O preço dos imóveis no país, também monitorado pela Abecip, acumula queda real (considerando a inflação do período) de 25% desde 2014. Apesar da queda refletir o desaquecimento do setor durante a crise e prejudicar o investidor, Abreu Filho aponta que há vantagens. "O lado bom é que aquele consumidor que há quatro anos via a compra do imóvel como cada vez mais cara agora observa que essas unidades estão mais acessíveis", afirma.

FGTS

Na contramão do SBPE, o crédito imobiliário com recursos do FGTS, fonte para financiamento dentro do programa Minha Casa Minha Vida, recuou 6,8%, na primeira queda semestral desde 2014. Foram R$ 31,5 bilhões em empréstimos. 

“O FGTS é diferente do SBPE, em que há competição entre os bancos.
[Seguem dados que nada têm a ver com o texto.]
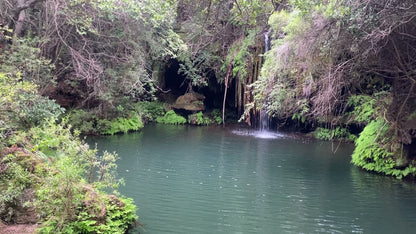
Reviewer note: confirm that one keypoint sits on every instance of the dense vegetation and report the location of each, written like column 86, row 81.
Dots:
column 332, row 68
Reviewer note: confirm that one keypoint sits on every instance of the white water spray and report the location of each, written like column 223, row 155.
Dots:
column 264, row 117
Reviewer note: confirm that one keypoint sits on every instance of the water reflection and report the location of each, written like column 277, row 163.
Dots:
column 210, row 180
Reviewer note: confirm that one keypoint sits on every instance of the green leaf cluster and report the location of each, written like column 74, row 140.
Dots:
column 120, row 125
column 199, row 119
column 70, row 183
column 338, row 133
column 373, row 153
column 171, row 118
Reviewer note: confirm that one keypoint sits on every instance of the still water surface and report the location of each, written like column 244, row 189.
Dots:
column 211, row 180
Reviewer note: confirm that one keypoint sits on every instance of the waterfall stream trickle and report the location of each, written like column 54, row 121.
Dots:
column 264, row 117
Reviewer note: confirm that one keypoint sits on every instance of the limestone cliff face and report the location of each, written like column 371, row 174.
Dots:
column 190, row 102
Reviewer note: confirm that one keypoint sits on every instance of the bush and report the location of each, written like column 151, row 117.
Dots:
column 69, row 198
column 337, row 133
column 120, row 125
column 217, row 116
column 372, row 154
column 199, row 119
column 149, row 111
column 171, row 118
column 82, row 120
column 35, row 109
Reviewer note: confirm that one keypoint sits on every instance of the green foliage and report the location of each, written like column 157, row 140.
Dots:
column 171, row 118
column 14, row 180
column 364, row 107
column 239, row 55
column 149, row 111
column 199, row 119
column 217, row 116
column 21, row 106
column 337, row 133
column 64, row 199
column 120, row 125
column 35, row 109
column 372, row 151
column 195, row 68
column 24, row 57
column 82, row 120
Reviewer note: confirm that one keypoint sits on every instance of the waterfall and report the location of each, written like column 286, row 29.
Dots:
column 264, row 117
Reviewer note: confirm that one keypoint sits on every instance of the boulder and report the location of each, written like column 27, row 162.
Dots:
column 190, row 102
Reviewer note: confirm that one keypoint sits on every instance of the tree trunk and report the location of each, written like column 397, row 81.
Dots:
column 18, row 28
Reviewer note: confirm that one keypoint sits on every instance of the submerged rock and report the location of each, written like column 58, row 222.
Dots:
column 190, row 102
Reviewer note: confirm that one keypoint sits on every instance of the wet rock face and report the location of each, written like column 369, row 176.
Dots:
column 190, row 102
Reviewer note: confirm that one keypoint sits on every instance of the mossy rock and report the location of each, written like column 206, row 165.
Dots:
column 171, row 118
column 190, row 102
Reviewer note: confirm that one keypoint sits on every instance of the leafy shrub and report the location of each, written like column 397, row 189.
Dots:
column 199, row 119
column 14, row 179
column 120, row 125
column 336, row 133
column 217, row 116
column 25, row 58
column 372, row 154
column 149, row 111
column 363, row 107
column 171, row 118
column 82, row 120
column 65, row 201
column 35, row 109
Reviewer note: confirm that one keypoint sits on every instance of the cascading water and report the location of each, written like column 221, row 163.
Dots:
column 263, row 131
column 264, row 117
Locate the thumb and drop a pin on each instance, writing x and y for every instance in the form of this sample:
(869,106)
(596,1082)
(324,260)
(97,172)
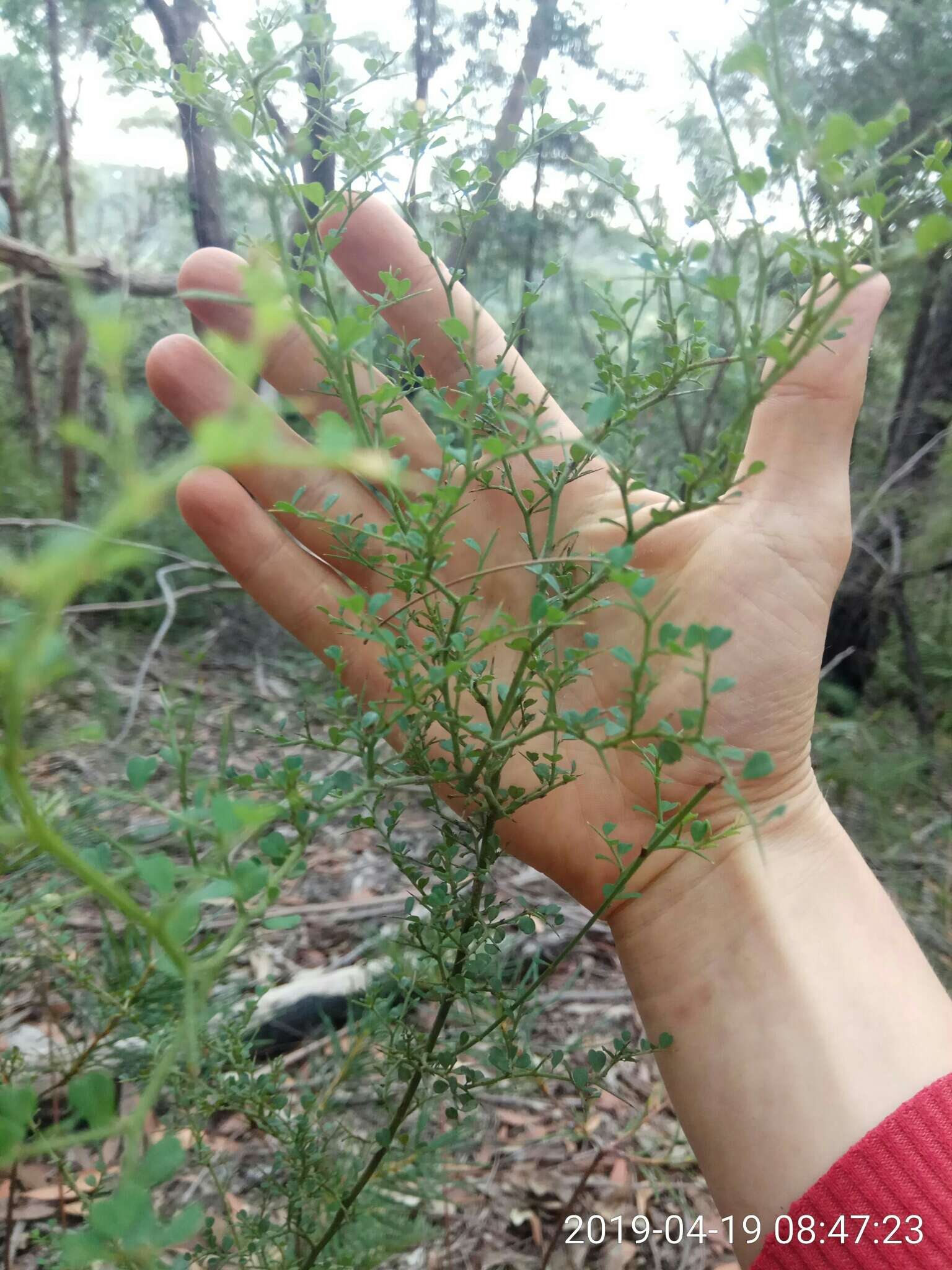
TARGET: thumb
(803,430)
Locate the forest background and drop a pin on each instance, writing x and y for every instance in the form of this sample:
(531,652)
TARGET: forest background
(113,186)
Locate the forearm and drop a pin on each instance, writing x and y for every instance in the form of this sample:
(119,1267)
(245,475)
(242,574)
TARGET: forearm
(803,1010)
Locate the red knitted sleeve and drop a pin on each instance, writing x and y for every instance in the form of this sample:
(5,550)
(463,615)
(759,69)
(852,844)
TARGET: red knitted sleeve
(901,1178)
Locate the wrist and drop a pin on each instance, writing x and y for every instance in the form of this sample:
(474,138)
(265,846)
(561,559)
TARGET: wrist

O FGTS segue a lógica de cumprir o orçamento definido pelo Conselho Curador”, afirma Abreu Filho. Esse orçamento previsto para o ano é de R$ 69 bilhões, o que significaria uma alta de 19% em 2018, aponta a Abecip.

Somando SBPE e FGTS, o crédito imobiliário avançou 4,5% no primeiro semestre, totalizando R$ 56,8 bilhões.

Segundo a Abecip, a inadimplência do segmento fechou o primeiro semestre em 1,8%, acima do 1,7% de 2017. "Não é algo que assuste, mas está no radar dos bancos. O patamar pré-crise era de 1,4%", diz Abreu Filho.